Der Bundesgerichtshof entschied am 21. Februar 2022 über den Anspruch auf Schadensersatz in der VW-Abgasaffäre trotz Verjährung.
Im VW-Diesel-Skandal hat der BGH mit Urteil vom 21. Februar 2022 entschieden (Az. VIa ZR 8/21 und VIa ZR 57/21), dass den betroffenen Klägern ein Schadensersatz aus § 852 Satz 1 BGB zusteht und zwar trotz eingetretener Verjährung nach § 195 BGB.
Hintergrund
Die Medien berichteten ab September 2015 von dem Abgasskandal der Volkswagen-AG betreffend die Motoren des Typs EA 189. Aufgedeckt wurde das illegale Verwenden einer Software, die erkennt, ob sich das Fahrzeug auf einem Prüfstand befindet und in diesem Fall vom regulären Abgasrückführungsmodus in einen Stickoxid-optimierten Modus wechselt.
Prozessgeschichte
Der BGH hat mit seinem Urteil vom 25. Mai 2020 (Az.: VI ZR 252/19) die jahrelange Ungewissheit geklärt: dem Käufer stehen Schadensersatzansprüche in Form der Kaufpreiserstattung wegen vorsätzlicher, sittenwidriger Schädigung (§ 826 BGB) zu, jedoch nur gegen Anrechnung des gezogenen Nutzungsvorteils.
Anspruch trotz Verjährung
Grundsätzlich beträgt die Verjährungsfrist nach § 195 BGB drei Jahre und beginnt gemäß § 196 Abs. 1 BGB dann, wenn der Anspruch entstanden ist und der Gläubiger von den anspruchsbegründenden Umständen Kenntnis erlangt hat bzw. ohne grobe Fahrlässigkeit erlangt haben müsste.

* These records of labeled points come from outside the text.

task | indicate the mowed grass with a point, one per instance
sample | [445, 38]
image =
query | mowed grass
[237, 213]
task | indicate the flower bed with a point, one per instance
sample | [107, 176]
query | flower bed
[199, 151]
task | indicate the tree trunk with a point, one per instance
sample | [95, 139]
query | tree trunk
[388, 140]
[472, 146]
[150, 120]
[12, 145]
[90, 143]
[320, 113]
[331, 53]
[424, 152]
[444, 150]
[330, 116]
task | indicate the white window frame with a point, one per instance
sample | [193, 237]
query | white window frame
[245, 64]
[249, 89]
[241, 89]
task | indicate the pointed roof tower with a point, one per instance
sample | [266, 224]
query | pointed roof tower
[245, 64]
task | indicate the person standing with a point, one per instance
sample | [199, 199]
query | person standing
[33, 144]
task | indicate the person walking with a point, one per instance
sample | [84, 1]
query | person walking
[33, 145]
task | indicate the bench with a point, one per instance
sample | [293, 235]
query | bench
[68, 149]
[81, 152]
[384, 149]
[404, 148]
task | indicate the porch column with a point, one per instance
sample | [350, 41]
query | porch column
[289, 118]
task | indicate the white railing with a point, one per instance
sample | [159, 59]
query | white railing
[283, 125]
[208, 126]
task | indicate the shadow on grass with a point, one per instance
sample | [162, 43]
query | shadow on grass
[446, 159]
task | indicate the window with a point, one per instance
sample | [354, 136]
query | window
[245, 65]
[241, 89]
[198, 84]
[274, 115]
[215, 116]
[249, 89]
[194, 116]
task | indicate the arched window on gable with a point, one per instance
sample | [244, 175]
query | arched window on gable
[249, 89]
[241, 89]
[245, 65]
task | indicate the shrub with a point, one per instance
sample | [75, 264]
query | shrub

Die Kläger hatten jeweils spätestens 2016 von der fehlerhaften Software Kenntnis erlang, Klage jedoch erst 2020 erhoben.
Der BGH stellte nun aber fest: Es besteht ein Anspruch auf Restschadensersatz nach § 852 Satz 1 BGB.
§ 852 BGB ist als Herausgabeanspruch zu verstehen, mit der Folge, dass nur dasjenige verlangt werden kann, was der Anspruchsgegner unrechtmäßig erhalten hat. Keinesfalls können – im Gegensatz zu § 826 BGB – andere Schäden (z.B. Rechtsanwaltskosten) ersetzt werden.
Herauszugeben ist also der von den Klägern geleistete Kaufpreis/Händlerkaufpreis.
Da der Anspruch nicht weitreichender sein darf, als der Schadensersatzanspruch nach § 826 BGB, ist eine Nutzungsentschädigung für die mit den Fahrzeugen gefahrenen Kilometer anzurechnen und die Zahlung des Restschadensersatzes muss nur Zug-um-Zug gegen Herausgabe der Fahrzeuge erfolgen.